While she might not relish the comparison, Marissa Mayer’s mission at Yahoo! (YHOO) is remarkably similar to Ron Johnson’s marching orders at J.C. Penney (JCP). Both were recruited to their CEO jobs by activist shareholders trying to turn around troubled companies. As stars at hot brands, both were welcomed as saviors whose hiring sent the stock of their new employers soaring. And both have discovered that leading a turnaround is a very different challenge than playing for a winning team.
There is, of course, a critical difference: Johnson was ousted from J.C. Penney on April 8; faith in Mayer’s strategy for Yahoo remains strong. But the former Google vice president got a taste of investors’ fickle ways on April 16 when Yahoo reported lower-than-expected sales of $1.07 billion in the first quarter. Although profit was up 36 percent from a year earlier and Mayer said she was pleased with the results, Yahoo’s shares slipped after the announcement. Having driven the stock up about 50 percent since Mayer was named CEO in July, investor infatuation may soon wear off.
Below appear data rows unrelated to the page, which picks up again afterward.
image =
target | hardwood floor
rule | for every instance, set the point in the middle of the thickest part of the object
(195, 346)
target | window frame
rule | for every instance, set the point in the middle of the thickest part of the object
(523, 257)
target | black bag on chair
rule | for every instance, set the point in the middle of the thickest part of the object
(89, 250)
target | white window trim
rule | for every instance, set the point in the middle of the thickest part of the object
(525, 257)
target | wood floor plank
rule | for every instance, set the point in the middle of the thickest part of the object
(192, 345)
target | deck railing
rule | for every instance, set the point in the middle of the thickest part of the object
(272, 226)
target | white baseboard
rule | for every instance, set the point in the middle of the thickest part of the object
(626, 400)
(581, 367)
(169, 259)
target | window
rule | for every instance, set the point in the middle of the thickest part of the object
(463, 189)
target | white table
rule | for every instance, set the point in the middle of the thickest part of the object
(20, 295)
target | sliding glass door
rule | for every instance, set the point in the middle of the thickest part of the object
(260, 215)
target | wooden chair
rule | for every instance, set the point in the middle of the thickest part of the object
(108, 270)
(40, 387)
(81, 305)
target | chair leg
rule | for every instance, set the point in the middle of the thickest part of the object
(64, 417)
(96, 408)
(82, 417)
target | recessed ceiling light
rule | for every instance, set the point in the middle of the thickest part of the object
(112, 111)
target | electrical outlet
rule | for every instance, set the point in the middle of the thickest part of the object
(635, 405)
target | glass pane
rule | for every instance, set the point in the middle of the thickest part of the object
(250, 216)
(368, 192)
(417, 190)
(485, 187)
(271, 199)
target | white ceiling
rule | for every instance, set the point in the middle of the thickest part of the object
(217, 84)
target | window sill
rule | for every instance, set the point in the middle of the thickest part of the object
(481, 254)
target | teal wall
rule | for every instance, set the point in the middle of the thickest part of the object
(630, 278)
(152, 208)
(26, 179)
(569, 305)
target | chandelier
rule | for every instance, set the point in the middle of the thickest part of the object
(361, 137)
Such is the downside of being a star CEO. High expectations also mean high stakes. With all the criticism heaped on Johnson over the past week, it’s easy to forget that the reason he was hired to run J.C. Penney was also a factor in why he got fired. Apple’s retail guru was supposed to inject some cool into the tired retail chain. That’s why investors added $1.2 billion to J.C. Penney’s market cap as soon as his hiring was announced in June 2011. With hedge fund manager Bill Ackman dubbing him the Steve Jobs of retail, and Johnson himself investing $50 million, everyone seemed eager for the revolution to start. By ditching coupons, though, he sabotaged sales and alienated customers without having anything to offer instead.
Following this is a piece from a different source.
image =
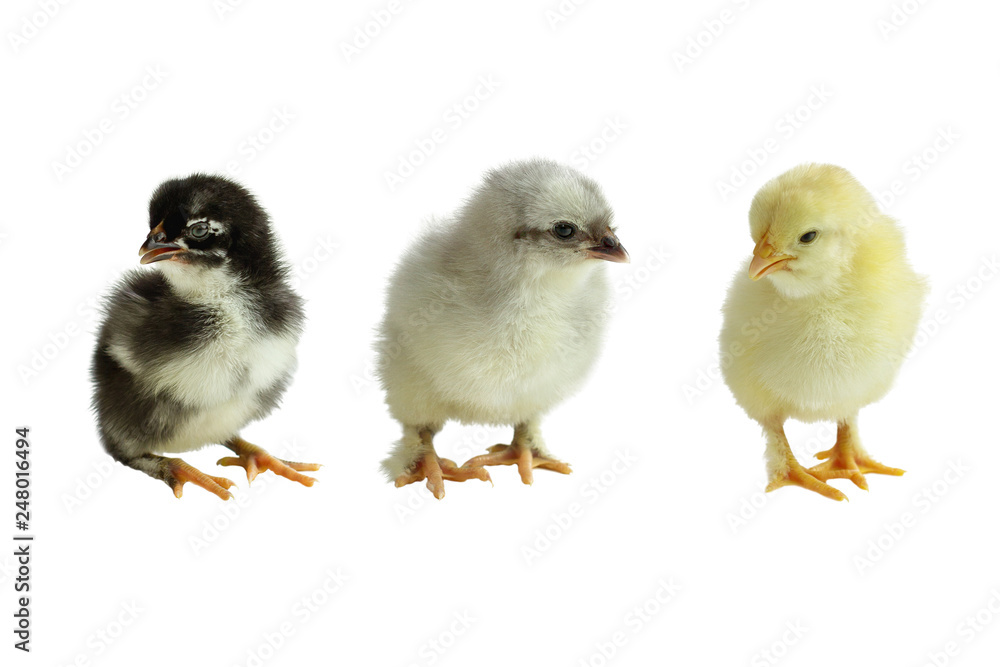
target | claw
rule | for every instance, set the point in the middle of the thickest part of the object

Mayer has generated her own share of buzz, from paying a reported $30 million to buy a 17-year-old’s hot app to the now infamous memo that banned working from home. For a portal that some had written off as dead, getting Yahoo back on the radar screen is an accomplishment in itself. The problem, as CEO consultant Stephen Miles points out, is that turning around a company is a long and difficult process. “Everyone references Lou Gerstner at IBM but he took five years,” Miles notes. Move too fast and you risk leaving customers and employees behind. (Tough talk on telecommuting and wooing top talent may be easier at a company that’s minting thousands of millionaires.)
Investors are especially tough to please. Mayer can talk about “a multi-year march toward growth” all she wants. In reality, anyone trying to profit from Yahoo’s renaissance wants to see Mayer work her magic without damaging the core business. Display advertising is the lifeblood of Yahoo in the same way discount-driven sales are the lifeblood for J.C. Penney. So the accelerated decline of that business in the first quarter, where revenue fell 11 percent instead of an expected 9 percent, is cause for worry. Mayer knows she’s competing in a space where death comes quickly. As management consultant Noel Tichy points out, she and Johnson came to their CEO jobs without the broad experience of having run standalone businesses before.
That doesn’t mean Mayer won’t succeed, despite the headwinds and intense scrutiny. Much like Ginger Rogers doing what Fred Astaire did, only backwards and in high heels, she has the added pressure of being a poster child for work-life balance. It’s hard enough to build traffic to a flailing tech giant, without dominating the headlines for building a nursery while banning telecommuting. Stars do bring buzz to beleaguered brands. As Johnson discovered, that attention can cut both ways.